The Bear and the Nightingale by Katherine Arden

(No Series)

A young woman’s family is threatened by forces both real and fantastical in this debut novel inspired by Russian fairy tales.

In a village at the edge of the wilderness of northern Russia, where the winds blow cold and the snow falls many months of the year, a stranger with piercing blue eyes presents a new father with a gift - a precious jewel on a delicate chain, intended for his young daughter. Uncertain of its meaning, Pytor hides the gift away and Vasya grows up a wild, willful girl, to the chagrin of her family. But when mysterious forces threaten the happiness of their village, Vasya discovers that, armed only with the necklace, she may be the only one who can keep the darkness at bay.

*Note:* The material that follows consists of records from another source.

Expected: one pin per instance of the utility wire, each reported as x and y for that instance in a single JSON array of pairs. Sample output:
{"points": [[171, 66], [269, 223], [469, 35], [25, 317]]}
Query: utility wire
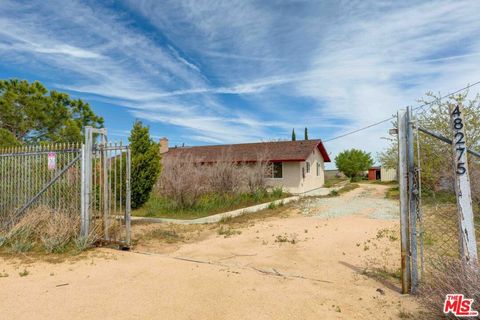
{"points": [[393, 117]]}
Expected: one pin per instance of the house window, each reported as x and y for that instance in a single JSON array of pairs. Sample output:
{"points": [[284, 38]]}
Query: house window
{"points": [[277, 170]]}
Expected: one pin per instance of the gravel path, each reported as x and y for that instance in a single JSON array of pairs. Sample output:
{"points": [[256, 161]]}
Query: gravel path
{"points": [[368, 200]]}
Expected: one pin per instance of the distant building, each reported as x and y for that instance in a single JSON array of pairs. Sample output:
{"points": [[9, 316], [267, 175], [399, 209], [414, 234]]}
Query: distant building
{"points": [[298, 166]]}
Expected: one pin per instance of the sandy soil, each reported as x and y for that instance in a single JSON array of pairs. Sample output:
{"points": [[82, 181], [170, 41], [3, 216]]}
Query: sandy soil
{"points": [[307, 265]]}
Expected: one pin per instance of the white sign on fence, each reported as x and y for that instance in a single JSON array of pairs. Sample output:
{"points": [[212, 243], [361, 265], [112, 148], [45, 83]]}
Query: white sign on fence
{"points": [[468, 245], [52, 161]]}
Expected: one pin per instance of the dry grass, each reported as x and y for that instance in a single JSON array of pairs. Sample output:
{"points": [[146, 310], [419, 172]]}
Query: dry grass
{"points": [[186, 180], [448, 276], [47, 230]]}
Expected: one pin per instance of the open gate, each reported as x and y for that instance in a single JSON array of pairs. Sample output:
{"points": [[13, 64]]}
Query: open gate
{"points": [[90, 180]]}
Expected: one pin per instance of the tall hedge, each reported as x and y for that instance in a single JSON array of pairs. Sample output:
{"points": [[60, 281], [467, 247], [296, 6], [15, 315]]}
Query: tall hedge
{"points": [[145, 163]]}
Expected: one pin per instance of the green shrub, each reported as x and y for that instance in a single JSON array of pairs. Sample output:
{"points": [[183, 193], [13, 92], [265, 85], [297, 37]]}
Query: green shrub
{"points": [[145, 164], [353, 162]]}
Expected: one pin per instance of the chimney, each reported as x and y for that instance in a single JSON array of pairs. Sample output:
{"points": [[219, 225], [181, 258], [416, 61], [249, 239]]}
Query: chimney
{"points": [[163, 145]]}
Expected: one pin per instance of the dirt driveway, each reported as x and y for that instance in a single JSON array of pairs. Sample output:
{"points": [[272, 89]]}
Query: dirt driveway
{"points": [[331, 258]]}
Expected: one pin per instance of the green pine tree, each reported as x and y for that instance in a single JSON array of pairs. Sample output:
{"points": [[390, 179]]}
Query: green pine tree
{"points": [[145, 163], [30, 113]]}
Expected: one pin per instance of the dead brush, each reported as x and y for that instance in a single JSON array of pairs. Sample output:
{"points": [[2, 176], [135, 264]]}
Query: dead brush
{"points": [[52, 230], [57, 231], [448, 276]]}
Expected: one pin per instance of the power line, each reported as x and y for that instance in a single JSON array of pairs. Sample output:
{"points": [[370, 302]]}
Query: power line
{"points": [[393, 117]]}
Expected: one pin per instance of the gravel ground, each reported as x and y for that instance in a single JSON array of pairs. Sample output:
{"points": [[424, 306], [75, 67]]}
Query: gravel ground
{"points": [[366, 201]]}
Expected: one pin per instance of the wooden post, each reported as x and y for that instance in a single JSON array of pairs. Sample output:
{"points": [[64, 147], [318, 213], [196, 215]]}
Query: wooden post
{"points": [[412, 203], [403, 185], [468, 244]]}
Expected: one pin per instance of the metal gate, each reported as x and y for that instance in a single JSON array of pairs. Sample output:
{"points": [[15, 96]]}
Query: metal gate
{"points": [[90, 181], [105, 194]]}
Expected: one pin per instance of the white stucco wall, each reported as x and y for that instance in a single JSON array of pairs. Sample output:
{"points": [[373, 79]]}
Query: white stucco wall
{"points": [[293, 180]]}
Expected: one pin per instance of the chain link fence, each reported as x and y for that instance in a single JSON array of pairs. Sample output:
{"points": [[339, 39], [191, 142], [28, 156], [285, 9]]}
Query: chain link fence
{"points": [[47, 192]]}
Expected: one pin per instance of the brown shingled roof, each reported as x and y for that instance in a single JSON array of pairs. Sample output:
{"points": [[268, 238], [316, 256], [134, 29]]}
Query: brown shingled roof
{"points": [[249, 152]]}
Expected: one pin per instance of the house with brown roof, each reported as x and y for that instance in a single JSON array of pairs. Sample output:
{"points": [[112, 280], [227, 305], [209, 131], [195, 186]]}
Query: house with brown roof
{"points": [[298, 166]]}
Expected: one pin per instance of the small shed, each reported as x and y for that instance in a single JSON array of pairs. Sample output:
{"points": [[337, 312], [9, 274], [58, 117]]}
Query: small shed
{"points": [[374, 173], [382, 174]]}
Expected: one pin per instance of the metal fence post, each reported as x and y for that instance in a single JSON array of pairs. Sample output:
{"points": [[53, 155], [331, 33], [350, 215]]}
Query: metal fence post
{"points": [[403, 186], [468, 244], [412, 194], [128, 197], [106, 189], [86, 181]]}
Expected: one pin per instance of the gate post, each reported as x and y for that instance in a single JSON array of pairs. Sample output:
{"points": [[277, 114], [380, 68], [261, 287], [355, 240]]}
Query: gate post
{"points": [[466, 226], [86, 183], [403, 185], [412, 195]]}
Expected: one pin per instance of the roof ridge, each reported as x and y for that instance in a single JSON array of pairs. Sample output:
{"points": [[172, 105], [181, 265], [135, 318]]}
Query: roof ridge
{"points": [[249, 143]]}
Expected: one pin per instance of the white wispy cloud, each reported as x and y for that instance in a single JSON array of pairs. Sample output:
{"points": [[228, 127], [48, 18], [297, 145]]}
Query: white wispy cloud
{"points": [[334, 66]]}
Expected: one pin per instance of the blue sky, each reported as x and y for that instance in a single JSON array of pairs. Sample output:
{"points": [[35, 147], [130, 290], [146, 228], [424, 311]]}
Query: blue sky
{"points": [[208, 72]]}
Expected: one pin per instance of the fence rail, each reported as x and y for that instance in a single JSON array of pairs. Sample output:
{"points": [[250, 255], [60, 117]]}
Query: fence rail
{"points": [[58, 177], [26, 171]]}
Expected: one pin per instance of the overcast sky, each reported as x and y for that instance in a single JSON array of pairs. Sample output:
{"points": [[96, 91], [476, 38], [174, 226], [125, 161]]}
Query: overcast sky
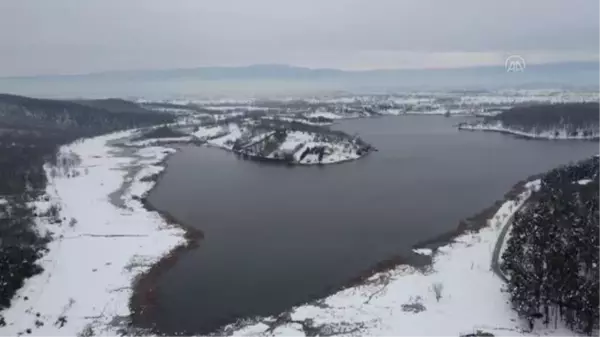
{"points": [[80, 36]]}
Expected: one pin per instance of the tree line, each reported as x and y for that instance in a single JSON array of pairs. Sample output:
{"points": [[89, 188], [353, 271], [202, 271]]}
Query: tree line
{"points": [[31, 132], [573, 116], [553, 255]]}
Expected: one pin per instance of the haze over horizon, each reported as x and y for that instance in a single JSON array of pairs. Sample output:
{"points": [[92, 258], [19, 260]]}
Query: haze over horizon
{"points": [[75, 37]]}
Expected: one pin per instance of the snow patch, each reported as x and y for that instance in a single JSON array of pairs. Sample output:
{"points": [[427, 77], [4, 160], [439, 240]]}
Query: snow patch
{"points": [[92, 264]]}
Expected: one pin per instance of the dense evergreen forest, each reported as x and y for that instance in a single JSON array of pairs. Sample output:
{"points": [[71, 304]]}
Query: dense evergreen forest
{"points": [[553, 255], [574, 116], [31, 131]]}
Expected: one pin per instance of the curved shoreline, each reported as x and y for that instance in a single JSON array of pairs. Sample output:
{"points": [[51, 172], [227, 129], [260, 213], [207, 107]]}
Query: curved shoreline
{"points": [[142, 302], [523, 134]]}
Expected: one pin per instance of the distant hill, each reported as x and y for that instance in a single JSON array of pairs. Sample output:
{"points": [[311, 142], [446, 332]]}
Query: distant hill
{"points": [[265, 80], [114, 105], [44, 117], [571, 115]]}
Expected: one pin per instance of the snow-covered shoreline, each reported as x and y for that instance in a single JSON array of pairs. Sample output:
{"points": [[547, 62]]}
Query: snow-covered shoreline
{"points": [[458, 295], [558, 134], [100, 249]]}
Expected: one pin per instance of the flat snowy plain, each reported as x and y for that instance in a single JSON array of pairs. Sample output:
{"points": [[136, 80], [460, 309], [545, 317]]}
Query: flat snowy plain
{"points": [[92, 264]]}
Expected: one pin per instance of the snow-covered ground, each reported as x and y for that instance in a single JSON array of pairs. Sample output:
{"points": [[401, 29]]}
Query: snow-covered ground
{"points": [[99, 249], [231, 134], [204, 132], [296, 142], [558, 134], [458, 295], [324, 114]]}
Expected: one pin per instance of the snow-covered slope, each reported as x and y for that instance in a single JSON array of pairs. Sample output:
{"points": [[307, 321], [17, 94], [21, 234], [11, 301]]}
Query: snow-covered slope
{"points": [[99, 249], [457, 296], [557, 134]]}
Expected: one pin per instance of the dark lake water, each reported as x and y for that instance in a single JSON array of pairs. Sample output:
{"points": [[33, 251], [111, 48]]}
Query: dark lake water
{"points": [[277, 236]]}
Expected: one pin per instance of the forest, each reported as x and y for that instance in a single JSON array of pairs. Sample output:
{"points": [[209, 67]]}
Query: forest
{"points": [[576, 116], [552, 257], [31, 131]]}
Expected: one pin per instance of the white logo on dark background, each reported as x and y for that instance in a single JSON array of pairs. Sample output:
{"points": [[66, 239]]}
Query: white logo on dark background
{"points": [[515, 63]]}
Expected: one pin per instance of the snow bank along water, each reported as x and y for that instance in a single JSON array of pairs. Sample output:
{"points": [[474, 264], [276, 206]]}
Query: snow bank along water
{"points": [[558, 134], [458, 295], [98, 249]]}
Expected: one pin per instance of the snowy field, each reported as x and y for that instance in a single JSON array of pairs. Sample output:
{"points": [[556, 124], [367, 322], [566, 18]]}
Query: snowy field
{"points": [[558, 134], [458, 295], [99, 248]]}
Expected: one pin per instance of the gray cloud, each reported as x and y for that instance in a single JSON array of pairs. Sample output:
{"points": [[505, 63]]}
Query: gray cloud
{"points": [[74, 36]]}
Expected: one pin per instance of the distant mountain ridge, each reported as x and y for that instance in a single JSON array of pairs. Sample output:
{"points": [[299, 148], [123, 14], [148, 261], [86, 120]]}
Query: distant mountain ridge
{"points": [[269, 80], [282, 71]]}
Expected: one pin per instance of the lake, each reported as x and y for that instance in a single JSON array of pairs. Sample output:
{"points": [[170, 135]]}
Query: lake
{"points": [[276, 236]]}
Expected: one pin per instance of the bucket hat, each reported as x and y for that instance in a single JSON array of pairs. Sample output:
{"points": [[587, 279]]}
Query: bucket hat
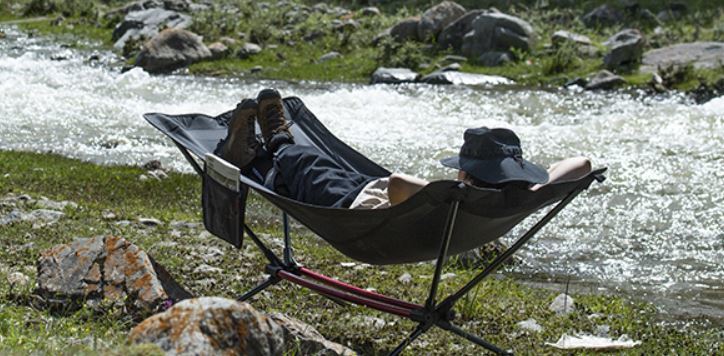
{"points": [[494, 156]]}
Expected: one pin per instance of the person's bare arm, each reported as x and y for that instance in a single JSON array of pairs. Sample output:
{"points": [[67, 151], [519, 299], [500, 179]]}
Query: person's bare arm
{"points": [[403, 186], [566, 170]]}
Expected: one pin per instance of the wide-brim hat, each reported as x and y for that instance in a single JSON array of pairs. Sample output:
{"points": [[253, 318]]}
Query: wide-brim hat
{"points": [[494, 156]]}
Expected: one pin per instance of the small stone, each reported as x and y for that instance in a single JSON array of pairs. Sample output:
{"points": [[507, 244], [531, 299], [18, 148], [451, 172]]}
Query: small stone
{"points": [[562, 304], [249, 49], [329, 56], [149, 222], [405, 278], [18, 279], [530, 325]]}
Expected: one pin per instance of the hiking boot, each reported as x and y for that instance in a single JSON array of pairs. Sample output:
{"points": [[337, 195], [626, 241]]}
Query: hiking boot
{"points": [[274, 127], [241, 144]]}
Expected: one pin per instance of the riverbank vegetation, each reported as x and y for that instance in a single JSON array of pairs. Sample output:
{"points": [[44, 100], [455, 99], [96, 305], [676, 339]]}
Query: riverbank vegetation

'The Bear and the Nightingale' isn't an easy book to define in terms of genre. It's a beautiful story that weaves fairy tale with old legend and myth while holding a true, authentic feel. For part of it I thought it may be a strange romance in the end but that's not quite right. There's genuine suffering amid the legend (the author made winter frost harsh and cruel but simply awesome in its twisted way), but also a bonding and building of relationships, especially in the family.

I know nothing regarding Russian legend, but this book brought one to life and gave it a magic that's unshakeable. I could picture the winter-filled wilderness clearly whether it focused on the small village, the determined and ignorant father who put duty and familial responsibility before his own happiness, the bold mother who chose to give life even it meant hers may end, and the young and spirited young woman brave and wild enough to hold the power to free everyone.

Usually I get a little lost in la-la land when legends become too complex and fantasy crosses into the surreal, but I was able to hold my own thanks to the kind pacing and the rich writing showcasing how genuine the characters felt. I didn't like everyone of course, as we aren't meant to, especially the paranoid and bitter Anna. (Ugh). Villains have a human face in the force of a preacher who feels he needs to purge the happy lands, but also there are real villains combined with the weather elements. It was an awesome legend and an epic adventure that led my reader's spirit from the armchair to the unknown. Bravo!

As I've said, I kept thinking there would be an eventual love story around the corner, but that wasn't quite right. There were bonds with spirits and the unseen but it wasn't so out there it became detached. Animals play a large bond, especially horses, but it didn't come across hokey nor childish. Pacing was strong enough to support the story's backbone but it never felt rushed - speeding up over a few bumps would have helped it somewhere to inch closer to a five star, but I respect that to speed it up may have sacrificed some of the rich, phantasmagorical vibe.

Vasya bugged me at times with how willing she was to face sacrifice even when people didn't deserve it, but she chose the right road in the end. The Winter's King white frost eyes made a presence and stole every scene he graced. The ignorance of the times and the town rang true, especially when demented over a wrong man's religion. And ugh, the way poor women were treated in those times is enough to set any modern day woman's teeth on edge. Breeders be damned.

This is a book that will appeal to almost every form of reader - whether they enjoy fantasy or fairy-tale, childlike curiosity or the grim starkness of life. It holds all that and more. Recommended.

Received from Netgalley in exchange for an honest review.